Informasi yang diperlukan
| Field | Deskripsi |
|---|---|
| Notification URL | Endpoint yang akan dipanggil Unico untuk mengirimkan notifikasi event. Harus dapat diakses melalui HTTPS. |
| Authentication type | Cara Unico mengautentikasi terhadap endpoint Anda.
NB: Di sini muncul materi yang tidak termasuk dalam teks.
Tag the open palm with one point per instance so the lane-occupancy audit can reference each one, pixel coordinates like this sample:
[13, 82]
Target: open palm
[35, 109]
Lihat opsi di bawah. |
| Retry settings | Jumlah maksimum percobaan dan interval antar percobaan (backoff eksponensial diterapkan). |
| Concurrency limit | Jumlah maksimum pengiriman yang sedang berlangsung secara bersamaan (maks: 500). |
| Timeout | Waktu tunggu maksimum untuk respons endpoint, dalam detik. |
| Status to notify | Kumpulan status proses yang memicu notifikasi. Saat ini ditetapkan ke PROCESS_STATE_FINISHED; tidak dapat dikonfigurasi saat ini. |
Metode autentikasi
OAuth2
Berikan:
- Webhook
endpoint - OAuth2 provider
URL - OAuth2 provider
ClientId - OAuth2 provider
Secret
Unico akan meminta access token dari URL provider menggunakan client credentials dan meneruskannya ke endpoint Anda sebagai Bearer token.
Basic Authorization
Berikan kredensial dalam format user:pass. Unico mengenkodenya dalam Base64 dan mengirimkannya di header Authorization: Basic <encoded> pada setiap panggilan webhook.
API Key
Dua format didukung. String dipisahkan pada tanda titik dua pertama:
header:value— menetapkan nama header kustom. Contoh:X-API-Key:abc123→X-API-Key: abc123Authorization:Bearer abc123→Authorization: Bearer abc123
valuesaja (tanpa titik dua) — nilai dikirim sebagai headerAuthorizationtanpa awalan skema. Contoh:abc123→Authorization: abc123.
Gunakan format header:value jika Anda memerlukan skema Bearer (misalnya, Authorization:Bearer <token>); format nilai saja mengirim nilai mentah tanpa awalan.
Tanpa autentikasi
Tidak ada kredensial yang dikirim. Hanya direkomendasikan untuk lingkungan pengembangan — endpoint produksi harus selalu memerlukan autentikasi.
Status proses yang memicu notifikasi
Saat ini, Unico mengirimkan notifikasi setiap kali proses bertransisi ke:
| State | Deskripsi |
|---|---|
PROCESS_STATE_FINISHED | Proses selesai — status terminal, terlepas dari hasilnya. |
Kumpulan status yang diberitahukan oleh platform dapat berubah di masa mendatang. Buat status yang direspons oleh endpoint Anda dapat dikonfigurasi, sehingga menambahkan status baru tidak memerlukan deploy ulang layanan Anda.
Format permintaan
Pengiriman webhook adalah permintaan POST ke endpoint Anda. Body berisi identifier proses dan status saat ini. Semua field bersifat wajib.
{
"processId": "8263a268-5388-492a-bca2-28e1ff4a69f0",
"state": "PROCESS_STATE_FINISHED",
"flow": "id",
"lastEvent": "EVENT_TYPE_PROCESS_CREATED",
"lastEventDescription": "Process created"
}
Untuk skema payload lengkap dan daftar nilai lastEvent, lihat Jenis event.
Respons yang diharapkan
Endpoint Anda harus merespons secara sinkron:
- Berhasil: status HTTP apa pun dalam rentang
200–299. - Gagal: status lainnya. Unico akan mencoba ulang dengan backoff eksponensial hingga jumlah maksimum percobaan yang dikonfigurasi, atau sampai
2xxditerima.
Akui webhook dengan cepat (dalam timeout yang dikonfigurasi) dan proses payload secara asinkron di sisi Anda. Pemrosesan yang lama di dalam handler webhook meningkatkan kemungkinan timeout dan percobaan ulang yang tidak perlu.
Untuk panduan idempotency dan penanganan percobaan ulang, lihat Keamanan.